The Race Is Tightening Between Mr Trump And Mr Biden

Allianza Global Investors | The final presidential debate between Mr Trump and Mr Biden was yesterday evening. This final head to head between the candidates before the election on 3 November came after the second debate was cancelled due to Trump’s infection with coronavirus. Despite the chaotic back and forth between both candidates during the first debate, there are notably different views between both candidates about corporate taxes, energy and US-China trade. Some of these differences may have an impact on markets going forward. With only a few days to go, the race is tightening between Mr Trump and Mr Biden. While much is at stake in this election cycle, the three policy areas noted above could have a larger impact on the markets and portfolio allocations. With this in mind, investors may need to adjust portfolios depending on the direction of policy after election day – though emerging technology may be winners regardless of the outcome.

Corporate tax policy: while Mr Trump’s corporate tax policies are more market-friendly, Mr Biden’s plan may be offset by other growth initiatives

Mr Biden wants to reverse the Trump administration’s 2017 tax cuts, raising the corporate tax rate from 21% to 28% (while keeping it below the pre-2017 rate of 35%) and creating a minimum 15% tax for corporations earning USD 100 million or more. He also plans to double the tax rate for foreign subsidiaries of US firms. These policies would likely hurt earnings for sectors that benefited the most from Mr Trump’s tax cuts (including financials, consumer staples and utilities) as well as large multinational companies with overseas operations (including technology and healthcare). However, Mr Biden does plan to invest in growth areas such as clean energy and 5G technology. Moreover, the US economy is recovering from recession, so Mr Biden may not make tax hikes an immediate priority – and there is no guarantee they will pass, especially if Congress remains divided.
Mr Trump wants to maintain the status quo. The corporate tax cuts he implemented in 2017 were designed to be permanent, and he also likely wants to turn the temporary tax cuts for individuals into permanent ones. However, much depends on which party controls the US Congress after the elections – a Democratic Congress would be much less receptive to Mr Trump’s tax proposals.

Energy policy: a Biden presidency could create opportunities for clean energy, while another Trump term would support the existing energy regime

Mr Biden plans to invest heavily in areas like renewable energy and climate protection. His policy calls for a USD 2 trillion investment in solar, wind and other clean-energy sources, as well as incentives for manufacturers to produce zero-emission electric vehicles and energy-efficient homes.
Mr Trump’s plan focuses more on traditional energy sources such as oil, natural gas and coal – which account for over 80% of total energy used in the US (vs 10% for renewable energy). He would provide a friendlier tax and regulatory regime for traditional energy, as well as continued support for “fracking” – a drilling technique used to extract oil or natural gas from underground. The Trump administration believes its energy policies have made the US less vulnerable to shocks from the Middle East or OPEC.

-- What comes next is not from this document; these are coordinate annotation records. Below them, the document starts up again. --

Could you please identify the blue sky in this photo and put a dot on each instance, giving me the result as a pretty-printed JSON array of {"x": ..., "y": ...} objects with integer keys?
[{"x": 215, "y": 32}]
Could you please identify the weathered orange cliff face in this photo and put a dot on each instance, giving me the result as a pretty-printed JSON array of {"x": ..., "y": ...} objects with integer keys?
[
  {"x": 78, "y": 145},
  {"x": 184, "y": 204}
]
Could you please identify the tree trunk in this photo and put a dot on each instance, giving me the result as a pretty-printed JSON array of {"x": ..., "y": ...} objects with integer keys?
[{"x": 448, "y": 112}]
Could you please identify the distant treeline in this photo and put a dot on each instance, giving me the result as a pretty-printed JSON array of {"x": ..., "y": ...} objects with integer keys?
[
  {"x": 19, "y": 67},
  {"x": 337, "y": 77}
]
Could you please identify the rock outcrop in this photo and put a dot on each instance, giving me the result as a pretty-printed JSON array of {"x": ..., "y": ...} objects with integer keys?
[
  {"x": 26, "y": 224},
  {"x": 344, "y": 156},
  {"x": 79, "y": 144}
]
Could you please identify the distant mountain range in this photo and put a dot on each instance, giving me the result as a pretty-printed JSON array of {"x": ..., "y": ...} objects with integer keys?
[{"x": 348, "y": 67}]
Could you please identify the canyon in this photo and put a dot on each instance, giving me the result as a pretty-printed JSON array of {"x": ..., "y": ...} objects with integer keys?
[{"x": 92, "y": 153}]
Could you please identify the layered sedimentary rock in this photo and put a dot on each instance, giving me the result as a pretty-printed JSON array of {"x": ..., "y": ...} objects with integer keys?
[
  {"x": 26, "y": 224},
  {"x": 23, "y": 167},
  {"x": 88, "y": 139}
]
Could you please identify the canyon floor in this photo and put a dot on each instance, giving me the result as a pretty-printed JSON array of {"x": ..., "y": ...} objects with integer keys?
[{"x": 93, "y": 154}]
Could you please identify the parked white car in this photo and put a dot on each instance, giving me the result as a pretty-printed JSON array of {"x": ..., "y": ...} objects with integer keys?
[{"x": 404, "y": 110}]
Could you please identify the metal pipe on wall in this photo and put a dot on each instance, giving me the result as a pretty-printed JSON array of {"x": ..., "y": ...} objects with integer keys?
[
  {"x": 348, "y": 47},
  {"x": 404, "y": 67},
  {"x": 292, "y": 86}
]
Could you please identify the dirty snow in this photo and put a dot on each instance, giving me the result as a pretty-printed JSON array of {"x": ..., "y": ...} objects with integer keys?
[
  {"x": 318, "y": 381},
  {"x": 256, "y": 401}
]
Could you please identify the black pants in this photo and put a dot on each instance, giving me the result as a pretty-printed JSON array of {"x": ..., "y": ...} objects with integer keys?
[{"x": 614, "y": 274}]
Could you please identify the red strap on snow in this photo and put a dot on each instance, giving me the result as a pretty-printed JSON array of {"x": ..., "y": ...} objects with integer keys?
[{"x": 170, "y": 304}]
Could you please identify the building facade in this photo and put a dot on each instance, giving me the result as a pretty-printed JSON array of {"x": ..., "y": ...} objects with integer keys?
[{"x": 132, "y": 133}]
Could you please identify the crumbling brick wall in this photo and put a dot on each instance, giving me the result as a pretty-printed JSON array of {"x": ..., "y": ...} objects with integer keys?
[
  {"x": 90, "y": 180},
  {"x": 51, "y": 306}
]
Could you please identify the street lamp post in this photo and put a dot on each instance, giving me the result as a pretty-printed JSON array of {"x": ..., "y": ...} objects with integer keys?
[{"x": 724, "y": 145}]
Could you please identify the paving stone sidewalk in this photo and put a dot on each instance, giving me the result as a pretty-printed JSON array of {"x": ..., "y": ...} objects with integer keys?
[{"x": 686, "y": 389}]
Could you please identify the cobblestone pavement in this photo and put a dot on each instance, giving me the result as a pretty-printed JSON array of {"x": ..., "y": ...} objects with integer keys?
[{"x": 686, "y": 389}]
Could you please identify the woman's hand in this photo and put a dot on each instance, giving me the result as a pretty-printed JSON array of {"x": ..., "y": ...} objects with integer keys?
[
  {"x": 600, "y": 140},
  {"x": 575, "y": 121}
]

US-China trade policy: both candidates would be “tough on China” and aim to strengthen US tech leadership over China

President Trump has made US-China trade a priority of his administration – often acting unilaterally or via executive order. The two countries did agree on a Phase 1 trade deal back in mid-January, but tensions have since resumed over the pandemic and the business practices of Chinese technology firms. In a second term, Mr Trump would likely continue his tough rhetoric and uniliteral approach, perhaps spurring market volatility in the years ahead.
Mr. Biden has also pledged to be “tough on China” but has indicated he prefers building coalitions – bringing US allies, labour groups and environmental organisations to the negotiating table. His administration would likely also view Chinese-led technology firms less favourably; Mr Biden proposes a USD 300 billion investment in US technology spending (including 5G, AI and cybersecurity) to remain competitive with the Chinese. President Trump would likely favor continued US leadership in technology as well, although he has not confirmed any new policy measures to support this.

Despite their many differences, Mr Biden and Mr Trump are aligned in some areas that markets may not appreciate. For example, both candidates support some form of lowering pharmaceutical drug prices. Both also favour more regulation of – and have even called for breaking up – certain large US tech firms. And both hope to pass substantial US infrastructure packages, supporting areas like smart cities, roads and airports – though Mr Biden also supports developing clean-energy infrastructure.

Finally, this election cycle may have an additional element of uncertainty, even after 3 November comes and goes, as election officials will have to count and confirm a larger than usual number of mail-in ballots; we thus may not have results for perhaps days or even weeks after election day, something to be mindful of as markets may be volatile during this period of uncertainty as well.